A late-winter trade at the deadline, however, is a different story. He could leave his family for a couple months as a rental and not have to make any decisions about moving until the summer, especially since he’d then become a UFA and have his pick of destinations.
2. Pacioretty can up his UFA dollar value
Pacioretty was one of the NHL’s most consistent goal scorers from 2011-12 to 2016-17. Over that six-season stretch, he averaged 35 goals per 82 games. Only Alex Ovechkin, Steven Stamkos and Joe Pavelski scored more goals during that period. Pacioretty’s 2017-18 production was thus highly disappointing. He managed a paltry 17 goals and 37 points in 64 games.
Luckily, Pacioretty is still just 29. He has plenty of good seasons left and should be a strong bet to rebound. It would be a shock if he didn’t at least climb back to the 25-goal mark. And Pacioretty needs to do so. He was a tremendous bargain on his expiring six-year deal, carrying a cap hit of just $4.5 million, so his next contract needs to be his set-for-life pact. A year ago, he appeared on track for a monster payday, something in the $7-million AAV range. But what does a 17-goal man command on the open market? It’s crucial for Patches to have a big year.
So what does that have to do with getting traded at the deadline? Can’t he have a big year wherever he plays? Sure, but a pre-season trade makes the negotiating price awkward.

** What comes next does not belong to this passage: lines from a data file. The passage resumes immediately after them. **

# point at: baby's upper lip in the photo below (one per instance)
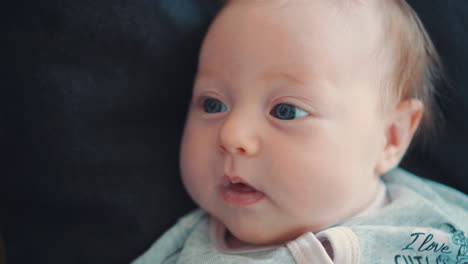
(233, 179)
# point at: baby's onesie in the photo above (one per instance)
(418, 222)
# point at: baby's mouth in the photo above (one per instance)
(236, 191)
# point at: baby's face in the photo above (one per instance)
(284, 130)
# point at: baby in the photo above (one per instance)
(301, 111)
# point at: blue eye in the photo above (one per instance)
(212, 105)
(287, 112)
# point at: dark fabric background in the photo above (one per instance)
(93, 100)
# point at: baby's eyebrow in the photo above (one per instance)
(207, 74)
(281, 76)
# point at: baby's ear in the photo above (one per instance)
(399, 131)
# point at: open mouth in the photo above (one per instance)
(236, 191)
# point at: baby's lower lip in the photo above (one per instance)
(241, 195)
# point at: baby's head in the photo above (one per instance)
(298, 107)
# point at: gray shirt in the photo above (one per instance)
(423, 223)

The team acquiring him may demand that a contract extension be part of the deal. That’s why players with exactly one season left are the toughest to value in trade talks (read: Karlsson, Erik). They aren’t long-term acquisitions and they aren’t quite rentals, either. And if an acquiring team wants to extend Pacioretty now, they’ll be negotiating dollar figures for a 17-goal man. Financially, he’s best off being traded as a rental at the deadline so he makes it to the open market July 1 – ideally after a resurgent season.
3. Pacioretty can up his trade value for the Canadiens
This one’s a no-brainer. The Canadiens would be selling Pacioretty at his lowest value right now – or at least with the lowest possible demand. Yes, a full year of Pacioretty could be worth more than a rental version of Pacioretty, but it makes the return more complicated to negotiate (see point No. 2) than a rental. Also, if he returns to his previous production levels, he may attract more suitors later than the Habs have right now. How many teams already filled holes at left wing this off-season? The L.A. Kings signed Ilya Kovalchuk. The Buffalo Sabres traded for Jeff Skinner. The Florida Panthers landed Mike Hoffman. The Philadelphia Flyers signed James van Riemsdyk. Patrick Maroon went to St. Louis. The San Jose Sharks re-signed Evander Kane. The left winger market suddenly looks a bit dry. It would’ve been fertile had Bergevin moved Pacioretty at the draft, before so many teams addressed their needs.
Come the trade deadline, however, we could see an entirely new group of Pacioretty suitors depending on injuries and the standings. Teams might line up to get him in hopes of landing a Stanley Cup difference-maker. That would create a bidding war, driving his trade value higher than what it is right now.
Would it be a bit uncomfortable to have Pacioretty in Montreal’s dressing room for two thirds of a season? Maybe, but this is a guy voted by his teammates as the captain in 2015. They love him. They’ll go to war with him as long as he’s there. And, hey, if the Habs somehow surprise and end up competing for a playoff spot, they’ll be glad they still have Pacioretty for the stretch run.